Planning the Bucket List Trip

Words by Emma Fenton-Wells

Blog # 1 of her solo trip in NZ


On a previous Bucket List Trip, Emma sits next to her little brother in Morocco in early 2020

On a previous Bucket List Trip - Travelling Morocco in early 2020 with my [not so] baby brother


Sun starting to set over White's Beach, near Auckland

White's Beach, near Auckland. Photo credit: Kyle Myburgh @kylemyburgh


It’s been on my bucket list for many years: the goal to see New Zealand by road, all of New Zealand. I just didn’t think it’d happen in 2021, after returning from 11 months of COVID-19 restrictions in London. 

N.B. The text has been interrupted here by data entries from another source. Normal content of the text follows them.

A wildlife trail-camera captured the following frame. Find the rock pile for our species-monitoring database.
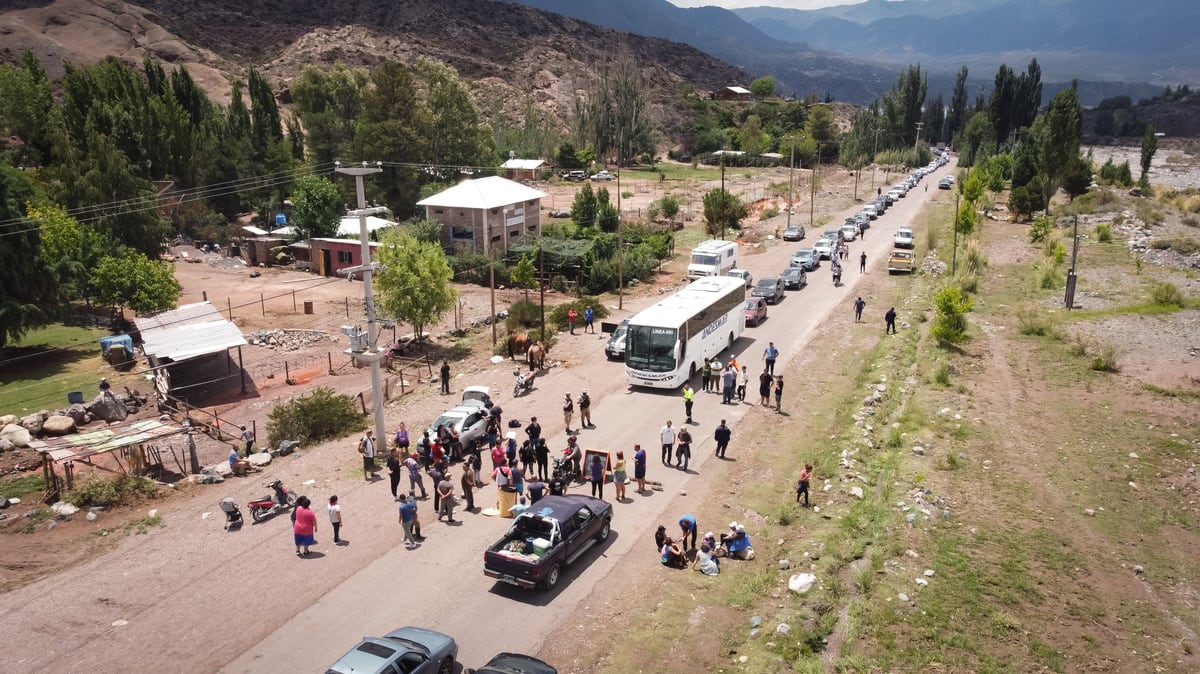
[245,329,337,351]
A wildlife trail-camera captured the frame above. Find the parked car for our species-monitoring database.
[484,494,612,590]
[750,276,784,305]
[725,269,754,288]
[463,652,558,674]
[604,318,629,361]
[784,224,804,241]
[812,236,838,260]
[791,248,821,271]
[326,627,458,674]
[745,297,767,325]
[779,266,809,290]
[428,404,487,452]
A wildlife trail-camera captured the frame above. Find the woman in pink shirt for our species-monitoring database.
[292,497,317,556]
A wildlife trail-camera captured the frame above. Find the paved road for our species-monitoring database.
[224,159,953,673]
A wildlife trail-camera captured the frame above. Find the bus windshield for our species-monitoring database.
[625,325,678,372]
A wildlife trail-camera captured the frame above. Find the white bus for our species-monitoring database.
[688,239,738,281]
[625,276,746,389]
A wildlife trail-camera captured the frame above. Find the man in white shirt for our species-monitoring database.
[659,419,676,465]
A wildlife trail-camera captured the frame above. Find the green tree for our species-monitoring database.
[376,228,458,337]
[929,285,974,348]
[509,253,538,302]
[0,163,60,349]
[750,76,775,101]
[1140,124,1158,182]
[292,175,346,239]
[91,249,180,314]
[704,188,748,236]
[28,204,110,297]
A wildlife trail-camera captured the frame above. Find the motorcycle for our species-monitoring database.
[246,480,296,523]
[512,369,535,398]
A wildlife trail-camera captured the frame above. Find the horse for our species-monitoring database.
[526,339,550,369]
[509,332,534,360]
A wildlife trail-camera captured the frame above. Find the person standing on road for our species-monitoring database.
[563,393,575,433]
[634,445,646,494]
[588,455,605,499]
[437,470,456,524]
[659,419,676,465]
[388,450,403,501]
[325,495,342,546]
[676,426,691,473]
[762,342,779,374]
[292,497,317,556]
[758,369,775,408]
[612,451,629,501]
[796,463,812,507]
[400,494,419,549]
[580,389,595,428]
[359,431,376,482]
[713,419,733,458]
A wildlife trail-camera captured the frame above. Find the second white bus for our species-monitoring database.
[625,276,746,389]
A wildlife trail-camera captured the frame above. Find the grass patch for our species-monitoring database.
[0,475,46,499]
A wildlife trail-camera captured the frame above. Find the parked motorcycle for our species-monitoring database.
[512,369,535,398]
[246,480,296,523]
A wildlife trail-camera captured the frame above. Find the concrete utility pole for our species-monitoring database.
[335,162,388,447]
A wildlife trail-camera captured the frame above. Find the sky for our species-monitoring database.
[667,0,864,10]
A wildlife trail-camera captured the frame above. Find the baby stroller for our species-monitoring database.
[221,498,241,531]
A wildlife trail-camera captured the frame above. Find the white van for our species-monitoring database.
[688,239,738,281]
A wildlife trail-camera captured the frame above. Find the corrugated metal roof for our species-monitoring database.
[133,302,246,362]
[416,175,550,209]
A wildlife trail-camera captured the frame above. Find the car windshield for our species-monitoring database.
[625,325,677,372]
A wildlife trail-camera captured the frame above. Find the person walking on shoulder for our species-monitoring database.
[659,419,676,465]
[762,342,779,374]
[325,495,342,546]
[713,419,733,458]
[796,463,812,507]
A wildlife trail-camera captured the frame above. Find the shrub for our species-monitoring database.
[1150,281,1186,307]
[546,297,608,330]
[66,473,158,507]
[266,386,367,447]
[930,285,974,348]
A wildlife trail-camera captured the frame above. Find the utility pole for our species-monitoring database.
[787,136,796,227]
[335,162,388,446]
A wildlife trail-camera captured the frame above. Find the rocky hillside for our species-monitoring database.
[0,0,750,137]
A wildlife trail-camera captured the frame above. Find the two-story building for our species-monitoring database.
[416,176,548,253]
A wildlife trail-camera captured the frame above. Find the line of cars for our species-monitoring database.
[325,627,558,674]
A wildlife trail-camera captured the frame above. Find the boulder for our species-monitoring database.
[42,416,76,435]
[20,413,49,438]
[0,423,34,447]
[62,404,88,426]
[88,393,130,423]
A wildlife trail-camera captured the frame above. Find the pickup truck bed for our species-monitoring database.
[484,494,612,589]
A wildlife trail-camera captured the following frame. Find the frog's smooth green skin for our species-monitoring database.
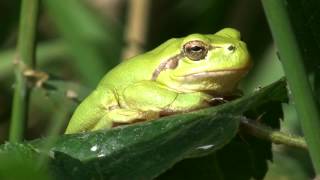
[65,28,251,134]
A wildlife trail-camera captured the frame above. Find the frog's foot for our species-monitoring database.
[108,109,159,126]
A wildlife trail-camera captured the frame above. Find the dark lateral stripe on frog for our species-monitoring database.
[151,52,184,81]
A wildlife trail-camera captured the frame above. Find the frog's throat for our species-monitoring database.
[174,66,249,81]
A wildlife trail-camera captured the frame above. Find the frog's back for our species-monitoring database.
[98,39,179,89]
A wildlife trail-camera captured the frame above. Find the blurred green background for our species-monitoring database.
[0,0,319,179]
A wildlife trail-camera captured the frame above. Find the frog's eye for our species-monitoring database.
[183,40,208,61]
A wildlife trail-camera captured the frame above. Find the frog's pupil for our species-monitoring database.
[191,46,203,52]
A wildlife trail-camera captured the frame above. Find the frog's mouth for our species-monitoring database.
[178,66,249,81]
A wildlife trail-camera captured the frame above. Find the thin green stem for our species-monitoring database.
[0,40,70,80]
[9,0,39,142]
[241,118,308,150]
[262,0,320,174]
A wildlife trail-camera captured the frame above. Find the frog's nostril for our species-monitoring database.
[228,45,236,51]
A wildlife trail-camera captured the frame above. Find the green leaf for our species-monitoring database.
[0,80,286,179]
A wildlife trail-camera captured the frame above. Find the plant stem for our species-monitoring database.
[122,0,151,59]
[0,40,70,80]
[9,0,39,142]
[241,118,308,150]
[262,0,320,174]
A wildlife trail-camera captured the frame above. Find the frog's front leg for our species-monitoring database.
[123,81,212,120]
[65,89,119,134]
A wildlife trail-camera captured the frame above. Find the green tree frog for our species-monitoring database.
[65,28,251,134]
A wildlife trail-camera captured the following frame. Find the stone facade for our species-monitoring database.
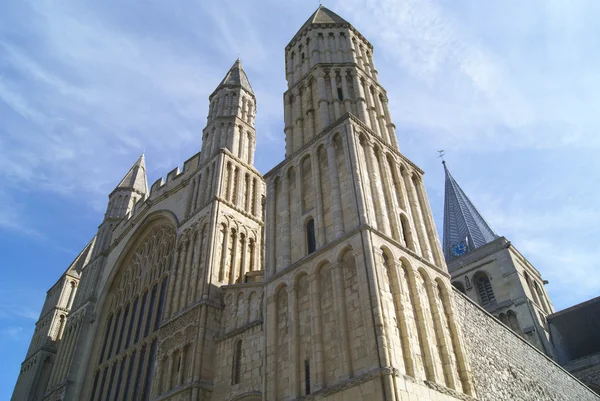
[13,7,591,401]
[448,237,554,357]
[454,291,598,401]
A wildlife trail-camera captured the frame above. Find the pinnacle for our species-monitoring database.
[115,153,148,194]
[442,161,498,261]
[211,57,254,97]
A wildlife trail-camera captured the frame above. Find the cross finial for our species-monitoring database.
[438,149,446,163]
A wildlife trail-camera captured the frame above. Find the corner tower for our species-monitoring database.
[443,161,554,357]
[264,6,474,400]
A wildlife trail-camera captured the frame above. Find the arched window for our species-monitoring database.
[475,272,496,306]
[533,281,549,313]
[92,225,176,401]
[304,359,310,395]
[400,213,415,251]
[231,340,242,384]
[452,281,466,295]
[306,219,317,254]
[506,310,523,336]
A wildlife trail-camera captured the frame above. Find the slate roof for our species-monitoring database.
[116,154,148,194]
[298,6,350,32]
[211,58,254,97]
[443,162,498,262]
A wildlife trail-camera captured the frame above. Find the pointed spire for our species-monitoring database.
[298,4,350,32]
[442,161,498,262]
[115,153,148,195]
[210,57,254,97]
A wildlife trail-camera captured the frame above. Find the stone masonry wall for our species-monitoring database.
[454,291,600,401]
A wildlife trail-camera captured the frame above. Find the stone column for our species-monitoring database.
[363,141,385,232]
[340,70,352,113]
[248,135,256,166]
[373,93,392,145]
[351,70,370,127]
[383,96,398,149]
[280,171,292,268]
[229,232,241,284]
[327,140,344,238]
[346,124,367,224]
[283,94,294,156]
[365,85,382,138]
[310,32,321,68]
[308,272,325,391]
[171,235,189,314]
[379,152,401,241]
[400,169,422,255]
[232,166,244,208]
[225,162,235,203]
[268,177,281,279]
[292,87,304,152]
[415,180,444,267]
[265,295,279,401]
[404,170,433,262]
[331,263,353,378]
[288,284,300,399]
[392,260,416,377]
[426,281,458,390]
[304,80,315,142]
[238,237,248,283]
[180,233,196,308]
[219,226,230,283]
[311,150,326,248]
[329,70,342,120]
[316,70,330,131]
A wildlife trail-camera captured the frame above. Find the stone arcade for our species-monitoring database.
[13,7,597,401]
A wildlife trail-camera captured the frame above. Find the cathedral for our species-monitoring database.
[12,6,598,401]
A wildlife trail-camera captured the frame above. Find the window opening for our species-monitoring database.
[231,340,242,384]
[304,359,310,395]
[306,219,317,254]
[477,275,496,306]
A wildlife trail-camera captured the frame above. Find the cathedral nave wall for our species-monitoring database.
[265,234,378,400]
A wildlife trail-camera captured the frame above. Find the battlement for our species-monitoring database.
[113,152,200,230]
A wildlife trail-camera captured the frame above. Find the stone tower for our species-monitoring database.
[443,162,554,357]
[264,7,473,400]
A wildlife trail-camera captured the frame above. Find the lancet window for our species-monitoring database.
[90,225,176,401]
[475,272,496,306]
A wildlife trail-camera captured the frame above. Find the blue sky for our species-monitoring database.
[0,0,600,399]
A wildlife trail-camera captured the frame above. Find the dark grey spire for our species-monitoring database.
[210,57,254,97]
[443,162,498,262]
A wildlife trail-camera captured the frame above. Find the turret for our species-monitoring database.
[92,154,148,258]
[201,58,256,164]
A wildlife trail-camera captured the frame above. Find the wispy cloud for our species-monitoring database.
[0,326,23,340]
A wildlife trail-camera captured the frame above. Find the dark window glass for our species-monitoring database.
[154,279,167,330]
[231,340,242,384]
[477,276,496,306]
[140,284,156,338]
[99,366,108,398]
[306,219,317,253]
[106,310,121,360]
[142,339,157,401]
[133,291,148,343]
[90,372,100,401]
[123,351,135,400]
[115,305,129,354]
[304,359,310,395]
[133,344,146,394]
[114,359,127,401]
[125,298,140,349]
[104,363,117,401]
[98,315,112,363]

Having braved the worsening conditions back in the UK, I made the tough decision to head back to my childhood home, Aotearoa New Zealand, and to take this hesitation in normal life to finally get to know the country in real detail. 


Returning took nine weeks’ to arrange - moving out of my flat, putting everything I own in storage, six different flight itinerary changes, a week of isolation with my family in Suffolk, then another two weeks of Managed Isolation Quarantine at The Sebel Auckland Manukau, accompanied by five COVID-19 tests before my release. It was an extraordinary journey to say the least. 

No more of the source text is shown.